Comment l'âme, quelque chargée de vices qu'elle soit, peut encore, par un amour chaste et saint, recouvrer sa ressemblance avec l'Époux, c'est-à-dire, avec le Christ.

1. Nous avons employé pendant trois jours, tout le temps que nous nous sommes donné pour vous parler, à expliquer l'affinité de l'âme avec le Verbe. Mais quel est le profit qu'on peut tirer de ce travail? Le voici. Nous avons fait voir que toute âme, bien que chargée de vices, enveloppée de péchés, comme de filets, charmée par les attraits de la volupté, captive dans son exil, enfermée dans son corps comme dans une prison, enfoncée dans la boue, plongée dans la fange, attachée à ses membres, accablée de soins, absorbée par les affaires, saisie de crainte, pressée de douleurs, dévoyée par l'erreur, rongée d'ennuis, inquiétée de soupçon, et enfin étrangère sur la terre de ses ennemis (Ba 3,11), comme parle le prophète, souillée avec les morts, réputée du nombre de ceux qui sont dans l'enfer, qu'une âme, dis-je, ainsi damnée et désespérée, peut trouver dans elle-même, non-seulement de quoi respirer dans l'espérance du pardon, et de la miséricorde, mais encore de quoi oser aspirer aux noces célestes du Verbe, à contracter à1liance avec Dieu, et à porter le joug agréable de l'amour avec le roi des anges. Car, que ne peut-elle point entreprendre avec confiance auprès de celui dont elle sait qu'elle porte encore l'image et la ressemblance? Quel sujet a-t-elle d'appréhender une si haute majesté, lorsqu'elle considère la noblesse de son origine? Tout ce qu'elle a à faire, c'est d'avoir soin de conserver la pureté de sa nature par l'honnêteté de sa vie, ou plutôt d'orner et d'embellir par quantité de vertus et de bonnes oeuvres, comme par de riches couleurs, cette image illustre qui est imprimée par la création clans le fond de son être.

2. Car pourquoi demeure-t-elle oisive et inutile? Certes le travail et l'industrie sont un grand don de la nature; et si nous ne les employons, toutes ses bonnes inclinations ne se perdront-elles pas, ne demeureront-elles pas endormies ou assoupies? Et quelle plus grande injure peut-on faire à, son auteur? C'est pourquoi Dieu même a voulu qu'il se conservât toujours en l'âme comme une étincelle de vertu et de générosité, afin que cette ressemblance qu'elle a avec le Verbe, l'avertisse sans cesse ou de demeurer avec lui, ou d'y retourner lorsqu'elle l'a quitté.
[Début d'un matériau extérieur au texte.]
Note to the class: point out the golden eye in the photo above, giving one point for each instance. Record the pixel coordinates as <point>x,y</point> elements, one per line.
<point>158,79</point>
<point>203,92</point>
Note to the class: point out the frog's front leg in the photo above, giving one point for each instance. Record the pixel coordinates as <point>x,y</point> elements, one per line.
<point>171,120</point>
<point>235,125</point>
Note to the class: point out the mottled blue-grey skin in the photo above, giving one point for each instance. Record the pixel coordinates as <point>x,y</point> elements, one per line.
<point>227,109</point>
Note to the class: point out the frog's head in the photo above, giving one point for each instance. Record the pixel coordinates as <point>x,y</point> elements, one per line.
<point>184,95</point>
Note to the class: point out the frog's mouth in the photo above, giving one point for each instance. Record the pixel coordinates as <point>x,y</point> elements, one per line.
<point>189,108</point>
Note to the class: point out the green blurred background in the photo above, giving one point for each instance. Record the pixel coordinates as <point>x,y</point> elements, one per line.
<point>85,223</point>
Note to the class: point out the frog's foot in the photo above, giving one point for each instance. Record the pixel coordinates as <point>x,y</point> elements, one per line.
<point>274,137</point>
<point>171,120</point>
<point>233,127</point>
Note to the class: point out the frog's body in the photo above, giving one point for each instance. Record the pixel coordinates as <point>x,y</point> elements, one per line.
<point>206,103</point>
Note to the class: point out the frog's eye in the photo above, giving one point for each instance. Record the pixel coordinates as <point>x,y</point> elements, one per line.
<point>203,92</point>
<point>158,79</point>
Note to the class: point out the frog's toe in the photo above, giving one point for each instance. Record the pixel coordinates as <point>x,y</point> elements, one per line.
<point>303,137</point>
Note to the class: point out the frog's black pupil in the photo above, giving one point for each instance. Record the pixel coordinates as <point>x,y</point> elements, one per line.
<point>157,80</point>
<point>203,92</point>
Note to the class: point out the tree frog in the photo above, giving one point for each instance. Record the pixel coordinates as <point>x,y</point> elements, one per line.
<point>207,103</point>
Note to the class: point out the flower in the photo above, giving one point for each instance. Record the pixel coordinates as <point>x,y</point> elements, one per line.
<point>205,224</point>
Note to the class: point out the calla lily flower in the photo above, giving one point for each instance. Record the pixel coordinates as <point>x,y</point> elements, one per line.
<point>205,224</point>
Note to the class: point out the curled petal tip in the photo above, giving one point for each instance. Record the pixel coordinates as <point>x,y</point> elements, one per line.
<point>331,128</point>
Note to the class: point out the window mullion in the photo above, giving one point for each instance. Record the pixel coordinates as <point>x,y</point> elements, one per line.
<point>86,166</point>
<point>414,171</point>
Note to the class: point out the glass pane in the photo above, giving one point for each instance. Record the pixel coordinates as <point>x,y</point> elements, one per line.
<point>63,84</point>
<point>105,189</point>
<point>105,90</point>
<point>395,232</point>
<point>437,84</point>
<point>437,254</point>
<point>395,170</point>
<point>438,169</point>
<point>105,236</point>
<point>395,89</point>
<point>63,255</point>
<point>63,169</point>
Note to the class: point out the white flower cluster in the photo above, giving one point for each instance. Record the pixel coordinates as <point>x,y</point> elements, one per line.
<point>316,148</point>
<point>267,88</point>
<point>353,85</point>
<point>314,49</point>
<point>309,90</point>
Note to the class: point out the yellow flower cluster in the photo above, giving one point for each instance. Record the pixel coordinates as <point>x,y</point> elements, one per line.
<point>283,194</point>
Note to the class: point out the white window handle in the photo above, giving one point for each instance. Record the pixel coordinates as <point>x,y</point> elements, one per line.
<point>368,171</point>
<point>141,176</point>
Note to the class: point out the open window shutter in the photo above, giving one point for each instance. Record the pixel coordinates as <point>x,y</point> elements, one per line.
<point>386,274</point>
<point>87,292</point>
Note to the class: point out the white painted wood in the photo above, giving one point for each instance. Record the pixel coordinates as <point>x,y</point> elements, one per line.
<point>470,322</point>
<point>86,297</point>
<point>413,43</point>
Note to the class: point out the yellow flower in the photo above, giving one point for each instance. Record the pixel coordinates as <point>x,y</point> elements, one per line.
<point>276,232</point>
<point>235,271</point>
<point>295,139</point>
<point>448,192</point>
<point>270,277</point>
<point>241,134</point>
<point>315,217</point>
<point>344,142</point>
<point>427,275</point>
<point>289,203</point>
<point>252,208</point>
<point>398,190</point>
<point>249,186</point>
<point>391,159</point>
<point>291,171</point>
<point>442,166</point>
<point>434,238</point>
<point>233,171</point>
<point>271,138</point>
Or, elle ne les quitte pas en sortant d'un lieu, ou en marchant aveu les pieds, mais elle les quitte à la manière des substances spirituelles, c'est-à-dire par ses affections, lorsqu'elle se rend dissemblable à soi-même, et qu'elle dégénère de sa noblesse, par le dérèglement de sa vie et de sa conduite; cette dissemblance néanmoins, n'est pas une extinction, mais un vice de sa nature, qui en relève autant le bien par la comparaison, qu'elle le souille par son union. Mais le retour de l'âme, c'est la conversion au Verbe, pour être réformée par lui, et pour lui être rendue conforme. Car il est écrit: «Soyez les imitateurs de Dieu, comme des enfants très-chers, et aimez-le constamment, puisque Jésus-Christ vous a tant aimés (Ep 3,1).»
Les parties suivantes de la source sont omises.